Study design and participants
This cohort study recruited pregnant women in their first trimester who visited the Beijing Obstetrics and Gynecology Hospital, Capital Medical University between January 2018 and May 2020. All participants answered a questionnaire during early pregnancy(6-13+6 weeks of gestation) about demographic and obstetric characteristics (age, weight, parity, and history of adverse pregnancy outcomes), history of thyroid disease before pregnancy, history of hypertension, and history of diabetes. Written consent has been obtained from each patient or subject after full explanation of the purpose and nature of all procedures used. We continued to follow up these women through the middle and third trimesters of pregnancy until delivery. A total of 20365 women who had complete thyroid examination data and lipid data in the first and third trimesters of pregnancy( 6-13+6 weeks of gestation and 28-33+6 weeks of gestation) respectively were enrolled in this study.
We excluded pregnant women with TSH levels < 0.59 mIU/L (n = 3001), mild TSH elevation(TSH concentration between 2.5 and 4.0 mIU/L, n = 2414) and those who had thyroid disease before pregnancy (including thyroid cancer, thyroid nodule, and Hashimoto thyroiditis; n = 328). When all the women had given birth, we also excluded those who had twin or multiple pregnancies (n = 541). Thus, ultimately, 14081 pregnant women were included in this cohort study (Figure 1).
We grouped the women as follows: SCH treatment group (treatment begin at 6-13+6 weeks of gestation, n = 319), SCH non-intervention group (n = 103) and normal thyroid function group (n = 13659).
Ethical considerations
Our study protocol was approved by the Ethics Committee of Beijing Obstetrics and Gynecology Hospital, Capital Medical University (Review approval number: 2018-KY-003-01).
Definitions
SCH was defined as a normal FT4 level with TSH elevation (4.0–10 mIU/L). The reference values for the normal FT4 range during the first trimester were 11.8–18.4 pmol/L, and these values were determined using Roche Modular Analytics E170 (Roche Diagnostics, Mannheim, Germany). Electrochemiluminescence immunoassays (ADVIA Centaur XP, Siemens Healthcare Diagnostics, Tarrytown, NY, USA) were used to measure the serum FT4 and TSH concentrations. The methods and kits used for the FT4, TSH, and TPOAb tests in our hospital remained the same throughout the study period.
Serum lipids measurement
All pregnant women collected venous blood samples after overnight fasting. The concentrations of TC, TG, HDL-C and LDL-C were determined for each sample. Automatic biochemical analyser (AU5400, Beckman, US) were used to measure TC, TG, HDL-C and LDL-C detection kits (Beckman, US). All measurements were measured using continuous monitoring methods with appropriate quality control prior to measurement.

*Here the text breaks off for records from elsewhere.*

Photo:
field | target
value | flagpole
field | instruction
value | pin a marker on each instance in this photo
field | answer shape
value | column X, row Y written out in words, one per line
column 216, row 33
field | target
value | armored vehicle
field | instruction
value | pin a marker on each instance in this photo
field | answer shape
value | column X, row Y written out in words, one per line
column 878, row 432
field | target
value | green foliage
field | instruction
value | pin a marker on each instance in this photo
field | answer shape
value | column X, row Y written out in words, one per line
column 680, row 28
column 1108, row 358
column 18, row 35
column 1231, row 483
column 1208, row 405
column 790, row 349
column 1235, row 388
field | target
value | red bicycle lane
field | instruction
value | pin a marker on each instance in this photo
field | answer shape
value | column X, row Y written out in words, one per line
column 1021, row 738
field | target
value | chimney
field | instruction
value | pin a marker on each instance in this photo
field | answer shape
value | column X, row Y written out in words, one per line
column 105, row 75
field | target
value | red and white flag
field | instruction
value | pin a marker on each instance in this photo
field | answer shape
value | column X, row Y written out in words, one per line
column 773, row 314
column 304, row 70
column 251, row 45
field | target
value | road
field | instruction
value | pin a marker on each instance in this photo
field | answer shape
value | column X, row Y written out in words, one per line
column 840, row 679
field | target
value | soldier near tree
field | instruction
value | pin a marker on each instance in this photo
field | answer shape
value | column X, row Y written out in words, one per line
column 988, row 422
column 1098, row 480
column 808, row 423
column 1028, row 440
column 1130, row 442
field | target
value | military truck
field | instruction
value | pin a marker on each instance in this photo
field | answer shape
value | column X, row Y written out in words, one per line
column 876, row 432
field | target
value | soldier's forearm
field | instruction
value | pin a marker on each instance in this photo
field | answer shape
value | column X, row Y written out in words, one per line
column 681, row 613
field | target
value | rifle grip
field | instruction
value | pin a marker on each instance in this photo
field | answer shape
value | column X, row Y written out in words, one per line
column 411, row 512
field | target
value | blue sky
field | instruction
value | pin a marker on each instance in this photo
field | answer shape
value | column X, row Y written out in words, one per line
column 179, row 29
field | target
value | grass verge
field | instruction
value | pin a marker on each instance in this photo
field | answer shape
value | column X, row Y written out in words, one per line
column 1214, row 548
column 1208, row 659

Adverse pregnancy outcomes
Adverse pregnancy outcomes included preterm delivery (defined as birth before 37 weeks of gestation), , gestational diabetes mellitus (screened for at 24–28 weeks, and diagnosed according to the criteria of the International Association of Diabetes and Pregnancy Study Groups, which require a 75-g oral glucose tolerance test and cut-off values of >5.1 mmol/L, >10.0 mmol/L, and >8.5 mmol/L for fasting blood glucose, blood glucose at 1 h after sugar intake, and blood glucose at 2 h after sugar intake, respectively), gestational hypertension and macrosomia (≥4000 g).
Statistical analysis
All statistical analyses were performed using the SPSS, version 24.0 (SPSS Inc., Chicago, IL, USA). In order to observe the normal trend of serum lipid levels during the first and third trimesters of pregnancy, we excluded those pregnant women with overweight/obesity, gestational hypertension, GDM, preterm birth and macrosomia. Then, using appropriate percentiles and median to descriptive analyses of TC, TG, LDL-C and HDL-C levels for this group (excluded adverse pregnancy outcomes) in first and third trimester of pregnancy. Finally, to establish the lipid reference ranges suitable for the first and third trimesters of pregnancy. Categorical variables were presented as frequency (percentage), and continuous variables were presented as mean (standard deviation [SD]) or median (interquartile range), as appropriate. Analysis of variance was used for normally distributed continuous variables in the multiple subgroup analyses. The Kruskal-Wallis test was used to evaluate continuous variables with non-normal distributions. To compare categorical variables, we used the chi square test or Fisher exact test. The Bonferroni correction was applied for pairwise comparisons. To evaluate the effect of L-T4 treatment on SCH with hyperlipidemia, we used generalized estimation equation. A P value < 0.05 or a P value < 0.05/n in the Bonferroni corrections was considered statistically significant.